Ag Day Celebrates UTIA’s 50th, Launches Capital Campaign

The institute celebrated 50 years of history at its annual Ag Day on Sept. 22. Live music, family fun and a visit from Smokey punctuated the event, which also showcased the newly named Herbert College of Agriculture, the College of Veterinary Medicine and UTIA’s ambitious capital campaign. Together We Grow has the goal of raising $175 million from nonpublic sources to extend “Real. Life. Solutions.” to new generations. The 2018 Meritorious Service Award was presented to Ed Carter, Knoxville ’71, executive director of the Tennessee Wildlife Resources Agency, a forestry and wildlife management alumnus. The 2018 Horizon Award recognized Colleen Cruze Bhatti, Knoxville ’11, of Knoxville’s Cruze Farm, for high achievements by recent alumni.

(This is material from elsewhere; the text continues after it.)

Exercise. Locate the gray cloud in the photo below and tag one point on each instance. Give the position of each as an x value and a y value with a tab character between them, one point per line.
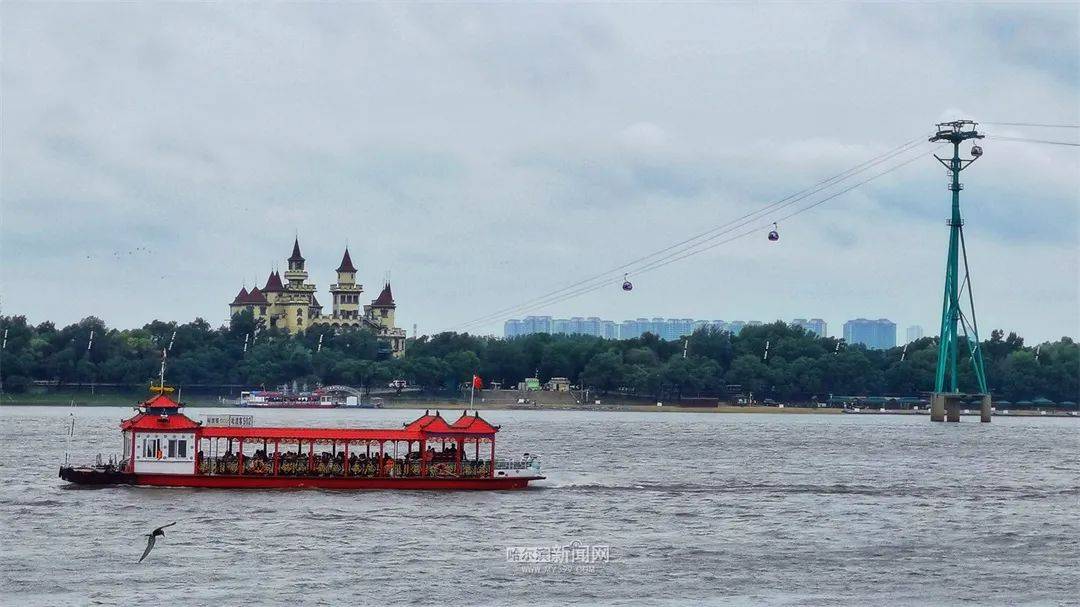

Morgan Tree Leafs Into History

Large white oak tree
Anyone who has frequented the UTIA campus has likely passed the stately white oak that graces the Indian mound on the corner of Joe Johnson and E.J. Chapman drives. That tree, which measures nearly 46 inches in circumference, is now listed on the Tennessee Landmark, Historic, and Heritage Tree Registry. The Indian mound, on which the tree grows, dates back roughly 1,000 years and has witnessed history since the formation of the nation. Scott Schlarbaum, professor of forest genetics, recommended naming the tree after Harcourt Morgan, an early director of the Tennessee Agricultural Experiment Station who also served as UT president from 1919 until 1934. UT’s Tree Improvement Program collected acorns from the tree for a genetic test plant on TVA’s Norris Reservation. The test will supply the state’s seedling nursery with acorns for reforestation in East Tennessee and will influence the genetics of future generations of white oaks.